Harrisburg – With Pennsylvania’s employment rate lagging behind those of other states emerging from the pandemic, the state Senate this week approved several bills to rein in job-stifling regulations, including a bill sponsored by Senator John DiSanto (Dauphin/Perry).
The bills increase legislative oversight of a process too often influenced by unelected bureaucrats, adding special scrutiny for the costliest proposed regulations.
“My 35 years of experience as a business owner showed me that government red tape makes it more difficult to grow a business and create jobs, and I’ve heard the same message repeatedly from other job creators since I’ve been in the Senate,” said DiSanto, whose Senate Bill 520 would require costly regulations to go before the General Assembly for a vote. “Our current regulatory process stifles the economy and vests too much power in unelected government employees and agencies that lack direct accountability to the people. This is a blueprint for regulatory growth and amounts to laws being crafted without the consent of the governed.”

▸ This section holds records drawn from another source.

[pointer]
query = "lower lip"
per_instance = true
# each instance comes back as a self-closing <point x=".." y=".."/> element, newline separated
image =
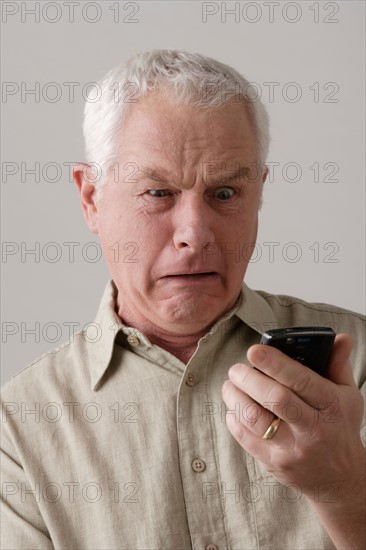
<point x="192" y="279"/>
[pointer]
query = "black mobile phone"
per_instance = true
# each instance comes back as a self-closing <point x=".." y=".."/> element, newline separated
<point x="310" y="346"/>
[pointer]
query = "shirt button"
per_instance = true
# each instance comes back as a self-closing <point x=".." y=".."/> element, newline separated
<point x="198" y="465"/>
<point x="133" y="340"/>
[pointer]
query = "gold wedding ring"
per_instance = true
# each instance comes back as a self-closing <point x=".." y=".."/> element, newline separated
<point x="273" y="427"/>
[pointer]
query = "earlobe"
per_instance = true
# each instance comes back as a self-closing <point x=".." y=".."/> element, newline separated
<point x="87" y="191"/>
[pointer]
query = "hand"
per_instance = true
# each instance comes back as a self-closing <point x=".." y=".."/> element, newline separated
<point x="317" y="442"/>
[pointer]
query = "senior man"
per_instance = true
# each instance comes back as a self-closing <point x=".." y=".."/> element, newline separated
<point x="150" y="436"/>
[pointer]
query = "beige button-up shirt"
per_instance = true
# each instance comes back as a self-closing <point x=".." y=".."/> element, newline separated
<point x="112" y="442"/>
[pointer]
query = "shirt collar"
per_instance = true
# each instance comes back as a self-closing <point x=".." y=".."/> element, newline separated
<point x="251" y="308"/>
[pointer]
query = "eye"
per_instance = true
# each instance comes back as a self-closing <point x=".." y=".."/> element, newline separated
<point x="224" y="193"/>
<point x="159" y="193"/>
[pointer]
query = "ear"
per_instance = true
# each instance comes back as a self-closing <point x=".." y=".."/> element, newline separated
<point x="83" y="178"/>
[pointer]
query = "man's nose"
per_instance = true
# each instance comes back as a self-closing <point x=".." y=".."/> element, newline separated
<point x="192" y="224"/>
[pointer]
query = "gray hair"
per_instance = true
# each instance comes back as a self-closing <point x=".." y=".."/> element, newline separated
<point x="193" y="79"/>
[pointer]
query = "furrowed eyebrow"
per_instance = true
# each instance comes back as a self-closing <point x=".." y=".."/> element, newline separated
<point x="152" y="174"/>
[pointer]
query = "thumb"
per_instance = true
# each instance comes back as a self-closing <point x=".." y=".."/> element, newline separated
<point x="339" y="368"/>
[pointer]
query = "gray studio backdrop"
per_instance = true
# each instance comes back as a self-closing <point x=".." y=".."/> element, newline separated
<point x="306" y="60"/>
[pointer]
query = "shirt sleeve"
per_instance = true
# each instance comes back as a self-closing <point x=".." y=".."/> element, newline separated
<point x="22" y="524"/>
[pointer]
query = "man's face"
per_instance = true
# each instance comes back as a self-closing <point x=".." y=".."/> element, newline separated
<point x="176" y="232"/>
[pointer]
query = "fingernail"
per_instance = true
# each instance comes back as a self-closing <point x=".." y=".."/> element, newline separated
<point x="257" y="356"/>
<point x="234" y="370"/>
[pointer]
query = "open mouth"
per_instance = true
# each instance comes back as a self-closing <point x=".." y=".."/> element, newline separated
<point x="204" y="276"/>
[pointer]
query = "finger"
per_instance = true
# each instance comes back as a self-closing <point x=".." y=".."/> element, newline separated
<point x="310" y="386"/>
<point x="271" y="394"/>
<point x="256" y="446"/>
<point x="339" y="368"/>
<point x="241" y="408"/>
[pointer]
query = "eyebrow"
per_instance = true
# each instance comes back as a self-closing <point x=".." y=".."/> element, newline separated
<point x="241" y="172"/>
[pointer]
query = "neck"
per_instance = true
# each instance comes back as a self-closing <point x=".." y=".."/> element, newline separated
<point x="181" y="346"/>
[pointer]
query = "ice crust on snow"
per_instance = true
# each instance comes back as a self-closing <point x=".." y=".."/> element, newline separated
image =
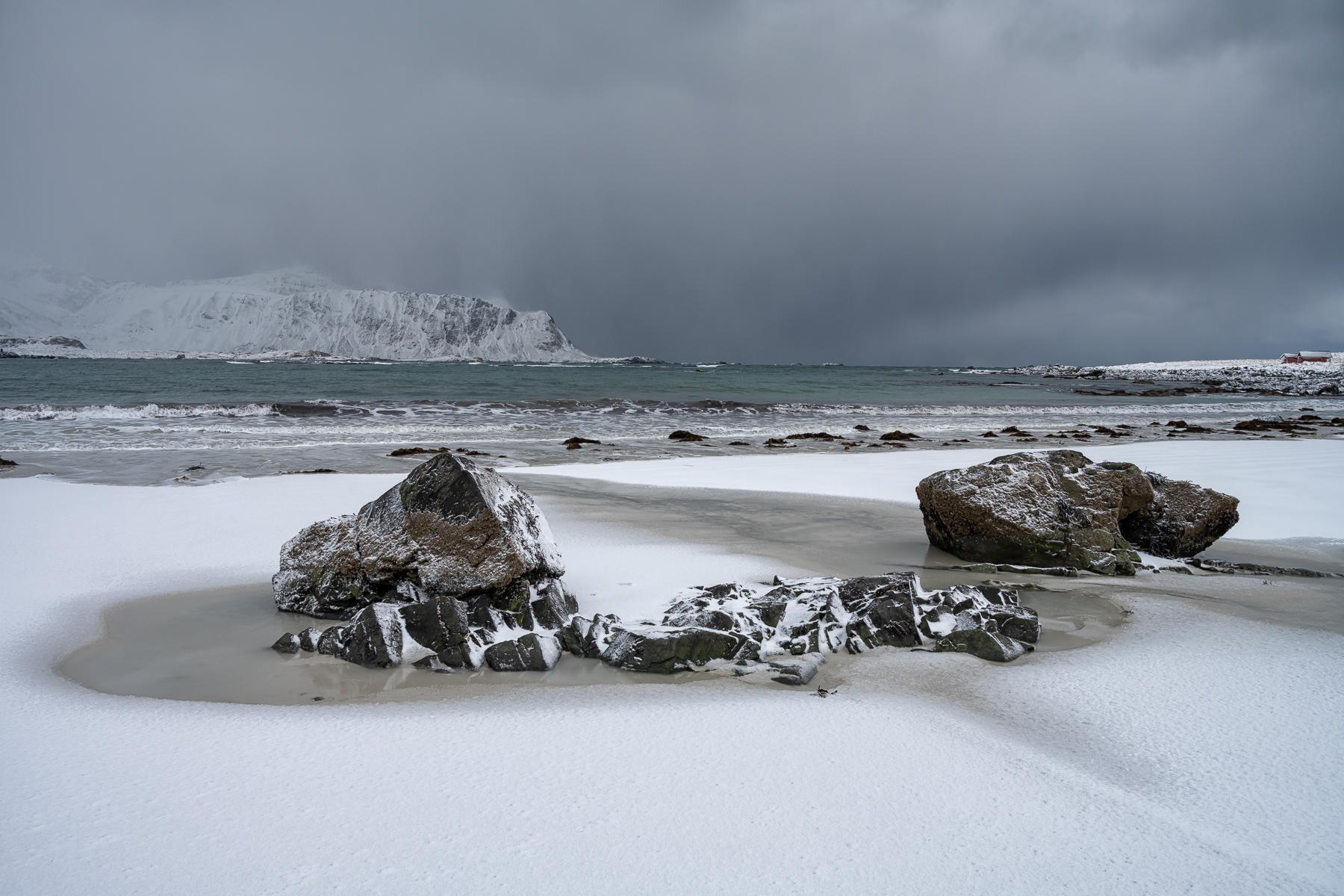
<point x="1164" y="759"/>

Senate Bill 520 state that no regulation with an economic impact or cost to the Commonwealth, local governments and the private sector exceeding $1 million can be imposed without approval of the General Assembly.
Other regulatory reform measures approved this week were:
- Senate Bill 28 – Ensures transparency in permitting. The bill would require all agencies that issue permits to post information about the permits on an accessible tracking system for applicants to check the status of their applications.
- Senate Bill 126 – Provides for an automatic review after three years of all regulations with an economic impact or cost to the Commonwealth, local governments and the private sector exceeding $1 million.
- Senate Bill 426 – Provides additional legislative oversight of the regulatory review process. The goal of the legislation is to ensure state agencies are implementing the law and not trying to make the laws themselves.
The bills have now been sent to the House of Representatives for consideration.